Tuesday, March 1, 2016

While cleaning out the old building at work (for the move) they were discarding a Marconi Instruments 2019 Signal Generator, so I grabbed it. It hadn't been used in years, and had blown fuses. My guess is that it has electrolytic filter capacitors that need re-forming. What is interesting is that it had an old ISC asset tag on it. I remember seeing this unit at ISC, my first job!

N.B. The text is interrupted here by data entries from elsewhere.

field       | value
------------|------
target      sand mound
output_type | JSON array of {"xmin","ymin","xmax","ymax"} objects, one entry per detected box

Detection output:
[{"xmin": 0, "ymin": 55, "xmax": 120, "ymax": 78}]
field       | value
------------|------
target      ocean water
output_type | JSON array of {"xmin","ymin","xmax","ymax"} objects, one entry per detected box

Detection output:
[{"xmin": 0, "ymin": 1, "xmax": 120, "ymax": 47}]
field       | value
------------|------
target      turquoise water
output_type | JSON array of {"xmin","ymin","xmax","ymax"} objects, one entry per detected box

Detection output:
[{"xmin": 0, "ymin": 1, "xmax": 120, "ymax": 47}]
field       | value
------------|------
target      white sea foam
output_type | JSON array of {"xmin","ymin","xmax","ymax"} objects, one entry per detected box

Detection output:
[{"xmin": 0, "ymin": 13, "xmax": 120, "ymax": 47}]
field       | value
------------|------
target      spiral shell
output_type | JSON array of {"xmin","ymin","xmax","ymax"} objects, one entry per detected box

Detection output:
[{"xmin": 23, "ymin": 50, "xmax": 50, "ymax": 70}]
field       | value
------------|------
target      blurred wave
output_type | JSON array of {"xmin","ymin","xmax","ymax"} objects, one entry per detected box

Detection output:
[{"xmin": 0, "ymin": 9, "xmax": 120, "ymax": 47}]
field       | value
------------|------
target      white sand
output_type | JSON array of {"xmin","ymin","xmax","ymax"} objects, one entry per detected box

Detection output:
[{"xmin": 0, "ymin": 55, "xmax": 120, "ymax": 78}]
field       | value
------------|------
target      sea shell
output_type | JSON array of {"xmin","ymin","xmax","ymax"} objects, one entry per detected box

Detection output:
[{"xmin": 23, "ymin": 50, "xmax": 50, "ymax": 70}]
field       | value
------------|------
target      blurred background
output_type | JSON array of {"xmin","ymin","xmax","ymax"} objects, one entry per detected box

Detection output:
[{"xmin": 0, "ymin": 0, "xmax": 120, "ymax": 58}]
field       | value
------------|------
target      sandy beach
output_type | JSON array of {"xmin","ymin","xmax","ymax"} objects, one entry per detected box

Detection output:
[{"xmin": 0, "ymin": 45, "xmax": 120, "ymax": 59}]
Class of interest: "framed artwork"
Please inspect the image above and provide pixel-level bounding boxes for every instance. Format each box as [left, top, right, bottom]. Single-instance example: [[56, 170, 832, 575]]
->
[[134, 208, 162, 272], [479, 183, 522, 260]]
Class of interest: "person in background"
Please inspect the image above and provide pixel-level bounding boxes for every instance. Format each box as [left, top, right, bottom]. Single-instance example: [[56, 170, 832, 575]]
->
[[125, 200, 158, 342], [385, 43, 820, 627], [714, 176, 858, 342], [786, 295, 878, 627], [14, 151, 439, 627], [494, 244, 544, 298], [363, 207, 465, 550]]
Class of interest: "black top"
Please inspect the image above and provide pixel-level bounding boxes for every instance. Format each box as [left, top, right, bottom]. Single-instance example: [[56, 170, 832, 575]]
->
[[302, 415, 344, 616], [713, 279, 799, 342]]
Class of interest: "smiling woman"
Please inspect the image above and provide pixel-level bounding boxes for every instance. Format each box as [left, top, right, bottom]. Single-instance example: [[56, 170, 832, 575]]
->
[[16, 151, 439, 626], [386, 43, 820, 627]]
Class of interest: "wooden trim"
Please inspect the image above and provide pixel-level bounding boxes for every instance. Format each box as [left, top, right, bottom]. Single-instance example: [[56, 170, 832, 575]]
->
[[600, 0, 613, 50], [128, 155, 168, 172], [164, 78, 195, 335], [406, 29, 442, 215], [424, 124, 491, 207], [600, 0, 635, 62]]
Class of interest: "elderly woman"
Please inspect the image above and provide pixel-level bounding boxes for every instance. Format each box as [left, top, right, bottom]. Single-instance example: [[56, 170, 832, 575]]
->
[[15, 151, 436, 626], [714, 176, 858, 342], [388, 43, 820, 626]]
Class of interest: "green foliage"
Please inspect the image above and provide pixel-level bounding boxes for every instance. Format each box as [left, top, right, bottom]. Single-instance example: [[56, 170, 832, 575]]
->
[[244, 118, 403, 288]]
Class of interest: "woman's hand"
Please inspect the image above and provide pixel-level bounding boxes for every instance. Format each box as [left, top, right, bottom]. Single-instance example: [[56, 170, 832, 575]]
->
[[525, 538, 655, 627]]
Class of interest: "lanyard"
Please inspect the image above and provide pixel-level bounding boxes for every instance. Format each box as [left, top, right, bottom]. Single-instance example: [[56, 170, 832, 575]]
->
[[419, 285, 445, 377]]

Saturday, February 17, 2018

I had the bright idea to try to use the Marconi to inject a strong multi-kilohertz signal into some lead-acid batteries as a de-sulphating measure, and tried to get it going. I found one shorted power supply filter capacitor inside, which I replaced with a junkbox spare, and the unit started looking like it would work. Unfortunately I moved it off of the fused Variac (which I used while re-forming the filter capacitors) too soon, as I had bypassed the Marconi's own fuses since I didn't have any of what it wanted. Mistake. While playing with the front panel trying to figure it out the lights flickered, a horrid buzzing came out, the unit went dark and smoke started coming up from the torroidal power transformer. Game Over!

Sic transit Marconi.

Tuesday, February 27, 2018

I had loaned out the Fluke 83, and was using the Fluke 87 as a spare. But, its leads were terrible. I ordered a set of actual Fluke TL71 silicone leads, $17, and they came today. They look good, and work. They have tip protectors, which sound good but are surprisingly annoying.

I also managed to blow the 87's 1A current fuse. These are expensive/difficult to find, because they're rated to interrupt 600V. (BBS-1 fuse.) I ordered three more for $11.

The cheap ($11.50) battery desulphator kit I bought came. An actual kit, I had to solder it together. It seems to function, but whether or not it can do anything with a battery remains to be seen.

Wednesday, March 14, 2018

The used Leader 718-5A power supply I ordered a few days ago came. (About $65, shipped.) Definitely shopworn, but it works. I straightened the bent fins and took the dent (mostly) out of the case, and used fader spray on the controls. Seems to work just fine. Will be a much better second supply than that wretched Samlex, though that one does go up to 30V as compared to this one's 18V. No fan, good current foldback ability.

Thursday, October 29, 2020

SS again contacted me, five years (?) after the last attempt, wanting to acquire my ES-1800 68K emulators. I'm now considering it, they've never even been powered on since I got them. What am I offered?

Saturday, October 31, 2020

I used the Tektronix 2336 oscilloscope today to monitor some waveforms on an industrial microcontroller I'm playing with for work. It was nice to have a tool I could just plug in and use, for a change.

Wednesday, January 19, 2022

I've been using the IG-18 as the heart of a battery desulfator rig for a never-used UPS battery. It seems to be working.

Sunday, October 2, 2022

I bought the Tektronix 2445 oscilloscope. $200, with five probes. (Some of them usable.) It was complete, but dirty, and seemed to work. The seller had bought it on eBay with the intention of learning to repair his tube stereos (mostly McIntosh), but realized he didn't have the time necessary to devote to doing this. The variable timebase knob shaft is bent, but intact.

Wednesday, October 12, 2022

I got out the new 2445 and used it to measure the duty cycle on a PWM signal on a Raspberry Pi 0. (After first cleaning the face and straightening the bent timebase potentiometer shaft.) All four channels seem to work, but there's a problem on Channel 1. There are three audible relay actuations across the vertical voltage ranges, no doubt they are engaging attenuator stages. These switch at the .1 V/div and 1 V/div points. When in these two higher-voltage ranges, the 3.3V square-wave signal looks more like an AC-coupled signal, with a spike to the correct voltage that quickly drops to a flat at about 10% for the remainder of the cycle. There is also a pronounced negative spike as the signal goes to ground level.